The Nautilus Shutter Experiments: Part 2; True Wholes

An audio visual performance by Anja Mahler in collaboration with Dean Kavanagh


Date Saturday 3rd December @ 3:00pm Tickets €7 Duration 70mins

Venue Filmbase, Curved Street, Temple Bar, Dublin 2



True Wholes situates itself directly in the path of light; part lens, lantern, and laboratory, it aims to function as a dialogue between the mechanism of cinema, light and its source. Simultaneously camera and theatre, the various apparatus are constructed into a dialogue charting lunar, solar and planetary explorations from the galactic to the topographic, all visions in a luminous flux.

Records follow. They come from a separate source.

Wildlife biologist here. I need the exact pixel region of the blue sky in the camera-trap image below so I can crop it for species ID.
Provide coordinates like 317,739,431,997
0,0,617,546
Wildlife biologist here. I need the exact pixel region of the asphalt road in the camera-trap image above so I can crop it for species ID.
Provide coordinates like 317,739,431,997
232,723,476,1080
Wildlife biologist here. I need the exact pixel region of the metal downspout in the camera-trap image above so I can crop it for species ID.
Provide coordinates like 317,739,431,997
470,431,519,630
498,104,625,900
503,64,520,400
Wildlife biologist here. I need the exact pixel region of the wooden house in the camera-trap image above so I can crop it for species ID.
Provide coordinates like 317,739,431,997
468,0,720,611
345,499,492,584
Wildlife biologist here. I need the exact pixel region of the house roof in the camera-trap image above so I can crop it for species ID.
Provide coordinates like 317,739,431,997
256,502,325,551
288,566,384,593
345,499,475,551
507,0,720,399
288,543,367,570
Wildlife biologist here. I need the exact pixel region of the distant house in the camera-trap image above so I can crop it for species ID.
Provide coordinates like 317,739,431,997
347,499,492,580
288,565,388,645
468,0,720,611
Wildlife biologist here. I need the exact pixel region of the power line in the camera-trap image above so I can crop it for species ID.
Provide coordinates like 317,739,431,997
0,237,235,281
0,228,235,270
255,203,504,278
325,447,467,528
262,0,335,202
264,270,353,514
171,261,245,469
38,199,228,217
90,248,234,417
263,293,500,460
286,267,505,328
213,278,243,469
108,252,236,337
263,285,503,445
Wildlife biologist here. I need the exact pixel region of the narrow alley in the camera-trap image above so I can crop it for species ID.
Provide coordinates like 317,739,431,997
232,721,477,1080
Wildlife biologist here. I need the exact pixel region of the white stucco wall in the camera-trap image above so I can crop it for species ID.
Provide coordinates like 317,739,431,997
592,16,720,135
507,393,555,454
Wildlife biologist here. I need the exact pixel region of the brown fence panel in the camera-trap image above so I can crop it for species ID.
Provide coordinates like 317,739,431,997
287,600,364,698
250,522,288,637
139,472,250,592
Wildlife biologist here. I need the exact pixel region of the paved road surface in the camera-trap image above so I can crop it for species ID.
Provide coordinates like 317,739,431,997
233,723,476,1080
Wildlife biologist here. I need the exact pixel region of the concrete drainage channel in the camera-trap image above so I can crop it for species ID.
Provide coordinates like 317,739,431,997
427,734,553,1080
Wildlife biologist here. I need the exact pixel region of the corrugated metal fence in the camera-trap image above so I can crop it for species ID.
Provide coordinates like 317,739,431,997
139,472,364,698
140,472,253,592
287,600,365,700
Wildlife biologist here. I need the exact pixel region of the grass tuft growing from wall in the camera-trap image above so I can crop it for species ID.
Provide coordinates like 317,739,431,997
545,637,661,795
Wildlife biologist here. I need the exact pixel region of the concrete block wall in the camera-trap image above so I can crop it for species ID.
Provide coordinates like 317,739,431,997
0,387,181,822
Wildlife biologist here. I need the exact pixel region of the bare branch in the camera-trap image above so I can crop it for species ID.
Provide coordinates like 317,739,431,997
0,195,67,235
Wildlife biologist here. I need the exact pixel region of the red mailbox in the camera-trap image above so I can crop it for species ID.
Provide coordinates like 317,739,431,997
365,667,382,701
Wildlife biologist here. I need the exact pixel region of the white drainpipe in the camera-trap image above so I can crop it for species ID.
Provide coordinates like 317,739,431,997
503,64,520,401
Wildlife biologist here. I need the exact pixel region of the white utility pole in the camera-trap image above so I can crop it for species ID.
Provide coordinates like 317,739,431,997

The audio visual performance is focused around the use of two mechanical devices; an apparatus custom designed to trace the motion of light (as perceived from Earth); an opto-mechanical device used in the projection of motion pictures. The performance is a process of composing and decomposing images through the diffraction and refraction of light in a process that journeys from the microscopic to the telescopic. For the performance Dean Kavanagh creates a live soundscape, interrogating the apparatus and suspending the actions in a sonic space.


Structured as ten scenes in five acts, True Wholes is a science of light, sound and machine that explores potential drama in properties of light. The viewers are invited into a selectively lit space, akin to an operating theatre, where the performers (stage engineer and assistants) develop and execute each scene in chronology.


The title of the work is inspired by a quote from Arthur Zajonc[1] and by extension the writings of Fritjof Capra[2]. Both physicists address a historical understanding of light, by entwining science, society and the rise of culture. Newton’s corpuscular view of light also termed ‘Newtonian world-machine’ is a particular concern. The modern scientist’s views are criticised for excluding experience (colour, sound, taste and smell) from the realm of scientific discourse and favouring the methodology of reductionism in experimental research. While Capra argues that science needs to develop the concepts and insights of holism and systems theory by the latter half of the 21st century, Zajonc elaborates on how Romanticists and American transcendentalists of the 19th century, most famously Johann Wolfgang von Goethe, would revolt against modern scientific thought.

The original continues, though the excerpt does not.